My Princess-and-the-Pea Moment

The old queen doesn’t believe the soaking wet ragamuffin who has appeared at her door is a princess, but she knows how to find out.

My road through the woods, Lisa Binion

After a week or so of bitterly cold temperatures, the weather finally warmed up enough for me to enjoy walking my dogs again. The three of us were walking down my road at a good pace, enjoying listening to some cows mooing and horses neighing in a pasture somewhere close by. There were no worries about any traffic coming up my road: I no longer have a neighbor and the mail had already run.

It happened when I turned around at the end of one of the laps: something poked me in the heel. Whatever it was had at least one very sharp side, and it was inside my shoe. I’d had my tennis shoes on for a while already, so I was puzzled as to what it could be. It felt like a pebble, but I had no clue how a pebble could have wormed its way into my shoe and beneath my heel. My best guess was that the sharp little culprit was a piece of cat litter. I have nine cats, and cat litter ends up in the strangest places, so why not in my shoe? Whatever it was, it was very annoying. Its sharp end poked into the bottom of my heel for about the last half-mile I walked.

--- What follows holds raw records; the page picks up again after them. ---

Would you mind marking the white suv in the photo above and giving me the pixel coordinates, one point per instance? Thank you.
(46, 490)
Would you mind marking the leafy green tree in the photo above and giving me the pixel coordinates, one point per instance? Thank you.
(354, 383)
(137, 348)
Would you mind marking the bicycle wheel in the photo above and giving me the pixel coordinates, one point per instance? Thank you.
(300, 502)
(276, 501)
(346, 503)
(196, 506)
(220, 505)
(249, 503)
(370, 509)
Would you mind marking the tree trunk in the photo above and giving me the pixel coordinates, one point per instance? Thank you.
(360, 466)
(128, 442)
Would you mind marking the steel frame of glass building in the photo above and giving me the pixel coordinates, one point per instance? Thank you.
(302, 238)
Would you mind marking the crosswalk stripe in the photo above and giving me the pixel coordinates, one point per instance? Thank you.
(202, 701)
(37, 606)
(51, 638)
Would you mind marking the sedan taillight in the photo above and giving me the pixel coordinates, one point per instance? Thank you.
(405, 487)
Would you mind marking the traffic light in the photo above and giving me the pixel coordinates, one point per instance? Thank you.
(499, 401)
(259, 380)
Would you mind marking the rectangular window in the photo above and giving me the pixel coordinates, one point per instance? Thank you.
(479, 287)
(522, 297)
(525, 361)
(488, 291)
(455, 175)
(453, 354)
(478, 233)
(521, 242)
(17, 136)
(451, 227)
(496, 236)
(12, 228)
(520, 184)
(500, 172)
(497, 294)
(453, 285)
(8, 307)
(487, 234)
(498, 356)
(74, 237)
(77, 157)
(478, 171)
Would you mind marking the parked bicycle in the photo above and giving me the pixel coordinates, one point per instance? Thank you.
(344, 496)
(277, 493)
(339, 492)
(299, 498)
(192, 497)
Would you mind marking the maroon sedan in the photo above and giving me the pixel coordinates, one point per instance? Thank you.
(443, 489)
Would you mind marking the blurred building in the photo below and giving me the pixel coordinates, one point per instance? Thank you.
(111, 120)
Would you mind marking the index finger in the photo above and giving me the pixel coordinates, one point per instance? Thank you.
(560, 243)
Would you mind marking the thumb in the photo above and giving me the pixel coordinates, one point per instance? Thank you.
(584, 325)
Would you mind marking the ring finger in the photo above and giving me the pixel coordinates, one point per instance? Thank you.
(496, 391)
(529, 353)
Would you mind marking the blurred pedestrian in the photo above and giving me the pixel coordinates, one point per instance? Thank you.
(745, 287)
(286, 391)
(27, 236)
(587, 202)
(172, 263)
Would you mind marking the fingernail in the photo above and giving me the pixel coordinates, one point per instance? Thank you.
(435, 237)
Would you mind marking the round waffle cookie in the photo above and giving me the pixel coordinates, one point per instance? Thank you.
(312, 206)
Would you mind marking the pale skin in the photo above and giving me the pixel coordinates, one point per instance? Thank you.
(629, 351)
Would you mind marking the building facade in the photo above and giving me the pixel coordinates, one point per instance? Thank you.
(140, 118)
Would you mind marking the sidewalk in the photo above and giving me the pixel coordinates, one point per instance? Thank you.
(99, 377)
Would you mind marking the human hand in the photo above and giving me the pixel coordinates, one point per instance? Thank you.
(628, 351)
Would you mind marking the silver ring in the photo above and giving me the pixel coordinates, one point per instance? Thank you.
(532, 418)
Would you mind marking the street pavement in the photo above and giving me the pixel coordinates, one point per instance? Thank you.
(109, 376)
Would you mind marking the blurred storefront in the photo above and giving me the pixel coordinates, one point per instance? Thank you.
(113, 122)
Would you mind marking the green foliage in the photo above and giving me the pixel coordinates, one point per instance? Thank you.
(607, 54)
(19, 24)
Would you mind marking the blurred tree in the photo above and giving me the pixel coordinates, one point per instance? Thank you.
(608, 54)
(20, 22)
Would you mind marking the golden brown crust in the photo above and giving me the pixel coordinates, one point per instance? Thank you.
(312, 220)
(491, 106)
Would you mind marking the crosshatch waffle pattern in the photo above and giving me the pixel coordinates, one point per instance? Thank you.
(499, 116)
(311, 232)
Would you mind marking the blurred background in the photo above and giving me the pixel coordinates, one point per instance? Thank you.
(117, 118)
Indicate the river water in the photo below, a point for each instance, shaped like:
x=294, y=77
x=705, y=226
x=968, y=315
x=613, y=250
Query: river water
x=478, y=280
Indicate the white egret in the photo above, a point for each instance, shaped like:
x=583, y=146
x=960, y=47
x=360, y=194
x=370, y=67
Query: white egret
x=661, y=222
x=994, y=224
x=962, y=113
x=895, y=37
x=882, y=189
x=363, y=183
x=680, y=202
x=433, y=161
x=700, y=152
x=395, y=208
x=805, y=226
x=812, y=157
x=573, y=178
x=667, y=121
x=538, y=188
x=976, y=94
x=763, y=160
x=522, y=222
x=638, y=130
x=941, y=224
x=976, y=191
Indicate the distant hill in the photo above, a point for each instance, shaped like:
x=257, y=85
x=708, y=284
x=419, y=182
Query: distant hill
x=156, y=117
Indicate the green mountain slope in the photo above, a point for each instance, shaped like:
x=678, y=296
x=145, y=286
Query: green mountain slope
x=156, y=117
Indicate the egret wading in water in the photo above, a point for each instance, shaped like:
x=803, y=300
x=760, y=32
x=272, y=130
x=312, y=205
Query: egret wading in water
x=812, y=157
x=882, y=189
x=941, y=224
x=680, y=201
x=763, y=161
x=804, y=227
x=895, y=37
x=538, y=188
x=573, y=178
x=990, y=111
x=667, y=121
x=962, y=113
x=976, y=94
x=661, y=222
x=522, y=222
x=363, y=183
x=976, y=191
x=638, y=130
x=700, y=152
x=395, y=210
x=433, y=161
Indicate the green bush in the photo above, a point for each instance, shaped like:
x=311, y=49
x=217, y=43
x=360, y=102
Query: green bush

That uncomfortable situation made me think of the story about the princess and the pea. The prince had searched far and wide for a true princess to marry, yet somehow, he couldn’t find one. During a thunderstorm, a rain-drenched young lady knocked at the door of the castle. Although she appeared to be a ragamuffin, the young lady said she was a princess. The queen didn’t believe her, but she know how to find out. She invited the young lady to stay the night there and placed a pea beneath the twenty mattresses that the young lady was to sleep on that night. And on top of all those mattresses, she spread twenty featherbeds of eiderdown. That must have been one tall bed. When the young lady awoke the next morning, the queen asked her how she had slept. “Oh, horribly!” she said. “I hardly closed my eyes all night. Goodness knows what there was in the bed! I was lying on something hard, so that I am black and blue all over my body. It is horrible!”

This told the queen that she was a real princess.

What about your characters? Do any of them have a-princess-and-the-pea moment?

But what I call a princess-and-the-pea moment isn’t what that story is about. “The Princess and the Pea” shows that people aren’t always what they appear to be. Even though the young lady appeared to be more of a ragamuffin than a princess, she was a real princess. What about the characters in your book? Do they try to hide their true identity?

Is one or more of your characters a bad or evil person who tries to appear to be good? Or does a good character unwittingly appear to be bad despite all attempts not to?

Maybe a wealthy person wants to appear to be poor. Or a poor person could pretend to be rich.

This story shows that you need to have all your facts before jumping to any conclusions. It is a perfect illustration of why you shouldn’t judge a person by their appearance. Of course, the young lady might have been a true princess, but that doesn’t say much about her actions, her temperament, or how she treated others.

By the way, the object in my shoe did turn out to be a pebble. I don’t know how it ended up in my shoe, but it didn’t turn my heel black-and-blue. It just annoyed me. And there weren’t twenty mattresses and twenty featherbeds of eiderdown between my heel and the pebble, only a sock and an ankle sleeve.

cat writing, pixabay

The Princess and the Pea by Hans Christian Andersen

Writing Prompt:

Have you ever had any princess-and-the-pea moments? Keep track of all these moments in a notebook and use them in your stories.